Mitigating Trojan Source attacks

The Trojan Source Attack, tracked as CVE-2021-42574, and disclosed on 01 Nov 2021, works by using invisible unicode characters used to control interpretation of text as left-to-right or right-to-left to craft malicious source code which appears to function in one way, but is compiled in another. Code which seems to be valid could be commented out.

Figures 3 and 4 from “Trojan Source: Invisible Vulnerabilities” by Nicholas Boucher and Ross Anderson

Atlassian has updated Bitbucket to highlight these characters in pull requests and source code view to make it more obvious when one of these characters has been inserted into your source code: Multiple Products Security Advisory - Unrendered unicode bidirectional override characters - CVE-2021-42574.

Bitbucket’s mitigation for Trojan Source attacks highlights the hidden characters for reviewers.

But what if you want to prevent these characters from being committed, or automatically audit your Bitbucket instance for this attack? Security for Bitbucket offers a built-in rule to find and block these potential attacks.

Install Security for Bitbucket 3.8.0 or greater – this is the first version with the TROJAN_SOURCE rule. It is enabled by default. Version 3.9.0 or greater also displays unicode bidirectional override characters in the Security Scan Report.
Run a total instance re-scan, using the force parameter to re-scan already scanned code with this new rule. See REST API for Mass Scanning.
Turn on the Security Hook included with Security for Bitbucket to prevent new potential malicious code from being committed.
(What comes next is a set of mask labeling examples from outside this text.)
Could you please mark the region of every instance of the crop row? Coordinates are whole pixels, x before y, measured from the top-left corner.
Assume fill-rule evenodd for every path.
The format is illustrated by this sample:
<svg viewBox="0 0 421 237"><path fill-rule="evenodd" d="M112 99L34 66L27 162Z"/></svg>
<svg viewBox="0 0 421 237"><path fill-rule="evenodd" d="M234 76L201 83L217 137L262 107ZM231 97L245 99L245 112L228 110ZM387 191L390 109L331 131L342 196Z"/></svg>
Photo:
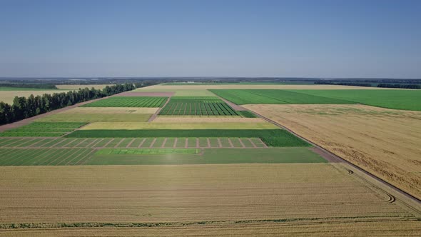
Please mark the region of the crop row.
<svg viewBox="0 0 421 237"><path fill-rule="evenodd" d="M260 138L270 146L308 146L305 141L283 129L141 129L141 130L77 130L68 138L176 138L233 137Z"/></svg>
<svg viewBox="0 0 421 237"><path fill-rule="evenodd" d="M0 136L60 136L86 124L86 123L34 122L0 133Z"/></svg>
<svg viewBox="0 0 421 237"><path fill-rule="evenodd" d="M171 101L161 111L160 115L210 115L238 116L238 113L225 102L176 102Z"/></svg>
<svg viewBox="0 0 421 237"><path fill-rule="evenodd" d="M83 107L161 107L168 97L114 96L96 101Z"/></svg>

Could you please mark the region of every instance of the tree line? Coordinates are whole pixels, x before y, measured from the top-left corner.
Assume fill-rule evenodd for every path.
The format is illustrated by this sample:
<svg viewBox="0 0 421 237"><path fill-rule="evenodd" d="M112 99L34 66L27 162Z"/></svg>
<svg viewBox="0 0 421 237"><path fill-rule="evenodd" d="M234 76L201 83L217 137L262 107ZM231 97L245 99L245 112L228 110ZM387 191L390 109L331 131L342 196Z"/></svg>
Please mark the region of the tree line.
<svg viewBox="0 0 421 237"><path fill-rule="evenodd" d="M57 89L57 86L53 84L18 84L18 83L0 83L0 87L13 87L13 88L34 88L34 89Z"/></svg>
<svg viewBox="0 0 421 237"><path fill-rule="evenodd" d="M108 96L135 89L133 84L124 84L107 86L102 90L85 88L78 91L53 94L44 94L42 96L31 95L28 98L16 96L11 105L0 102L0 125L13 123L77 103Z"/></svg>

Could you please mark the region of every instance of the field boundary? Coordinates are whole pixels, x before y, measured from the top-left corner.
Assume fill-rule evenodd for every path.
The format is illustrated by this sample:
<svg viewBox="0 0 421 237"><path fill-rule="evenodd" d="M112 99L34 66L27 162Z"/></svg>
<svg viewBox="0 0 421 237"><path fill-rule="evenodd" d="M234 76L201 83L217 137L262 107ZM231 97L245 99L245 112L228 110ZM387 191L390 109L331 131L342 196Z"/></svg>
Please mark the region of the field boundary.
<svg viewBox="0 0 421 237"><path fill-rule="evenodd" d="M349 166L350 166L352 168L354 168L355 169L357 169L357 171L359 171L360 172L363 173L364 174L368 176L369 177L372 178L372 179L377 181L377 182L380 182L380 183L386 186L387 187L391 188L392 190L393 190L395 192L397 192L398 193L403 195L405 197L406 197L407 198L409 198L410 200L415 202L416 203L417 203L418 205L421 205L421 200L418 199L417 197L415 197L415 196L411 195L410 193L408 193L407 192L405 192L405 191L395 186L394 185L388 183L387 181L375 176L374 174L365 171L365 169L360 168L360 166L355 165L354 163L343 158L342 157L337 156L336 154L329 151L328 150L324 148L323 147L315 143L314 142L305 138L303 136L301 136L300 135L298 135L298 133L296 133L295 132L294 132L293 131L292 131L291 129L284 126L283 125L277 123L276 121L266 118L265 116L263 116L263 115L254 112L253 111L250 111L249 109L248 109L248 111L250 111L252 113L254 113L255 114L258 115L260 118L262 118L263 119L265 119L265 121L270 122L276 126L278 126L278 127L280 127L286 131L288 131L288 132L290 132L290 133L292 133L293 135L295 136L296 137L300 138L301 140L306 141L307 143L311 144L312 146L314 146L313 148L313 151L318 153L318 154L321 155L321 154L325 154L325 156L322 156L322 157L326 158L328 161L337 161L336 162L339 162L339 163L346 163ZM320 151L316 151L317 150L320 150ZM353 171L352 171L353 172Z"/></svg>

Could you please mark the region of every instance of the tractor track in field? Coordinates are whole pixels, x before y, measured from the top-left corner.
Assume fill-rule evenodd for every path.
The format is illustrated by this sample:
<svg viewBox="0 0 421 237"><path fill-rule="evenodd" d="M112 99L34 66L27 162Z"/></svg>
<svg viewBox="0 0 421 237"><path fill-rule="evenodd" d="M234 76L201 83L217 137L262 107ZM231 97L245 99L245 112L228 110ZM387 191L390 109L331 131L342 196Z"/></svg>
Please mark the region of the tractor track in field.
<svg viewBox="0 0 421 237"><path fill-rule="evenodd" d="M218 97L220 98L220 96L218 96ZM223 99L222 98L220 98L220 99L223 99L223 100L224 100L224 101L226 101L226 100L225 100L225 99ZM228 102L230 102L230 104L233 104L233 103L232 103L230 101L228 101ZM405 192L405 191L403 191L403 190L402 190L402 189L400 189L400 188L395 186L394 185L388 183L387 181L385 181L385 180L383 180L383 179L382 179L382 178L380 178L375 176L374 174L372 174L372 173L371 173L365 171L365 169L360 168L360 166L357 166L357 165L355 165L355 164L354 164L354 163L351 163L351 162L350 162L350 161L348 161L343 158L342 157L340 157L339 156L337 156L336 154L335 154L335 153L329 151L328 150L324 148L323 147L322 147L322 146L319 146L319 145L313 143L313 141L307 139L306 138L305 138L305 137L303 137L302 136L300 136L299 134L298 134L297 133L294 132L291 129L285 127L285 126L283 126L283 125L282 125L282 124L280 124L280 123L278 123L278 122L276 122L276 121L273 121L273 120L272 120L270 118L266 118L264 116L263 116L263 115L261 115L260 114L258 114L258 113L256 113L255 111L251 111L250 109L248 109L246 108L242 107L242 106L238 106L238 105L236 105L236 104L235 104L235 106L240 106L240 107L243 108L243 111L250 111L250 112L251 112L251 113L257 115L259 118L261 118L265 120L266 121L268 121L269 123L271 123L277 126L278 127L280 127L280 128L281 128L283 129L285 129L285 130L289 131L290 133L291 133L293 135L295 136L296 137L298 137L298 138L300 138L301 140L303 140L303 141L308 142L308 143L311 144L313 146L313 148L312 148L312 150L313 151L315 151L315 153L318 153L319 155L322 156L322 157L325 158L329 162L331 162L331 163L346 163L346 164L349 165L350 166L351 166L352 168L353 168L359 171L360 172L365 174L366 176L369 176L370 178L371 178L377 181L377 182L380 182L381 184L382 184L382 185L387 186L387 188L393 190L394 191L398 193L399 194L402 195L405 198L411 200L412 201L416 203L417 204L421 205L421 200L420 200L418 198L415 197L415 196L412 196L412 195L411 195L411 194ZM352 170L348 170L348 172L350 173L350 174L354 174L354 173L355 173ZM388 193L388 194L389 195L391 195L390 193ZM391 196L392 196L393 201L395 201L395 196L392 196L392 195L391 195ZM405 203L405 202L403 202L403 203ZM409 204L406 204L406 205L409 205Z"/></svg>

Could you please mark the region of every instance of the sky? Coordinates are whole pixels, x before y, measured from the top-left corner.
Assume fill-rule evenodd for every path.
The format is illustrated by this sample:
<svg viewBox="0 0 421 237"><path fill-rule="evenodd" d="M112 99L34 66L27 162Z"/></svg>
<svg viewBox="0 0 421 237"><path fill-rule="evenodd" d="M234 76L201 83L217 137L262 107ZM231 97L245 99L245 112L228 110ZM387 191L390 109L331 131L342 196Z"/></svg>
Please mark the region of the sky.
<svg viewBox="0 0 421 237"><path fill-rule="evenodd" d="M0 77L421 79L421 1L0 0Z"/></svg>

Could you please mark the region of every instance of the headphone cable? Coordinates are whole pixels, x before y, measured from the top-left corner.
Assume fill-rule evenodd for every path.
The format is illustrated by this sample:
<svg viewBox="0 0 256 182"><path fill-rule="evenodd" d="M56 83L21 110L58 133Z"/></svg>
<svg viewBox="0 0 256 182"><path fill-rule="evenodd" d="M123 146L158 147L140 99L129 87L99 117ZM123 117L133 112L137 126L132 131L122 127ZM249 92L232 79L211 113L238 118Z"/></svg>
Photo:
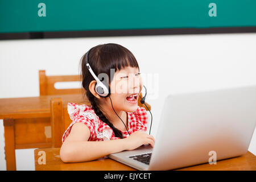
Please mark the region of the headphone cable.
<svg viewBox="0 0 256 182"><path fill-rule="evenodd" d="M141 95L139 96L139 97L141 97L141 99L142 99ZM146 104L146 102L144 102L143 104L146 106L146 107L147 107L147 110L150 111L150 115L151 115L151 122L150 122L150 133L149 133L149 134L150 135L150 132L151 131L151 126L152 126L152 119L153 118L153 117L152 116L152 114L151 114L151 112L150 111L150 110L148 109L147 105Z"/></svg>
<svg viewBox="0 0 256 182"><path fill-rule="evenodd" d="M113 110L114 110L114 111L115 112L115 114L117 114L117 116L118 117L118 118L121 119L121 121L122 121L122 122L123 122L123 125L125 125L125 128L126 128L126 130L127 130L127 132L128 132L128 134L129 134L129 135L130 135L130 133L129 133L129 131L128 131L128 129L127 129L126 126L125 125L125 123L123 122L123 121L122 120L122 119L119 117L119 115L118 115L117 114L117 113L115 112L115 110L114 110L114 107L113 107L113 106L112 100L111 100L110 96L109 96L109 98L110 99L111 105L112 106ZM127 121L127 123L128 123L128 122L129 122L129 121Z"/></svg>

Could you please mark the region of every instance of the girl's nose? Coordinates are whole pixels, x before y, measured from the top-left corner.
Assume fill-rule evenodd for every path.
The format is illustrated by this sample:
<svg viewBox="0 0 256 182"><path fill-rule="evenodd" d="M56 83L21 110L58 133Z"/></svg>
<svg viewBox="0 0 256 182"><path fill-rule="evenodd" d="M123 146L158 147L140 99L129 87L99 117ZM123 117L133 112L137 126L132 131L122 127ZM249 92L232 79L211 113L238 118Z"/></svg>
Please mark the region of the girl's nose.
<svg viewBox="0 0 256 182"><path fill-rule="evenodd" d="M141 85L141 79L138 77L133 78L130 84L130 88L132 90L133 93L139 93Z"/></svg>

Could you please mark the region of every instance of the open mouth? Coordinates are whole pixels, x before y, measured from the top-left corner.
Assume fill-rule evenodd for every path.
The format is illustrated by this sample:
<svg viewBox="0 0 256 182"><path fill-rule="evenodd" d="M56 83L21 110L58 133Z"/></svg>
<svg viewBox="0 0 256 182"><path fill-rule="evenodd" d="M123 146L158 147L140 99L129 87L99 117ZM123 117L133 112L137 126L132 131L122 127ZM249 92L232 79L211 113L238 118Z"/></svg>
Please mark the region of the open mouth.
<svg viewBox="0 0 256 182"><path fill-rule="evenodd" d="M138 94L134 94L130 96L129 96L126 97L126 100L129 102L135 102L137 101Z"/></svg>

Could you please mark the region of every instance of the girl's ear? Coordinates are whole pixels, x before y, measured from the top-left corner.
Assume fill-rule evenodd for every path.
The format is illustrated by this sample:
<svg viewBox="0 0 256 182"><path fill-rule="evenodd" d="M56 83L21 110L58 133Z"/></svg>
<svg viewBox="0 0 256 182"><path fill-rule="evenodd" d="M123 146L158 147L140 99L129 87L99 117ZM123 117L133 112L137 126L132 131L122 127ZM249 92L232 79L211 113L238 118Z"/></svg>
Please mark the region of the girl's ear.
<svg viewBox="0 0 256 182"><path fill-rule="evenodd" d="M93 96L96 97L97 98L101 98L101 97L98 95L98 94L95 91L95 86L96 85L97 82L96 80L93 80L90 82L90 85L89 85L89 89L90 93L93 94Z"/></svg>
See Scanning Every Push with the Security Hook for more information.
Update your Bitbucket version as recommended by Atlassian to allow for reviewers to see these characters in code reviews.

Displayed bidirectional override characters in the Security Scan Report

For more information on the vulnerability, you can visit Trojan Source Attacks and read the paper.

What about homoglyph attacks?

The TROJAN_SOURCE rule does not attempt to the homoglyph attack described in the Trojan Source paper, as such a rule generates a lot of false positives on non-English content.

If you’re interested in creating a custom rule which detects homoglyphs, there’s two approaches to crafting such a rule.

First, the Unicode Consortium maintains a list of “confusables” - characters which could be used malicious source code attempting a homoglyph attack, here: Unicode confusables.txt. A custom rule could be crafted to detect all confusables which are relevant to your code base.

Second, the Unicode Consortium also maintains a list of character blocks here: Unicode Blocks.txt. Characters in these blocks can be detected using this regular expression syntax:

NONE

\p{block=UpperCamelCaseBlockName}

One of the examples by the Trojan Source authors uses a Cyrillic character which can be mistaken for a Latin “H”. This can be detected using a custom rule with the regular expression:

CODE

\p{block=Cyrillic}

Note that this rule would detect all Cyrillic characters, and would only be suitable if your scanned content does and should not have any Cyrillic characters.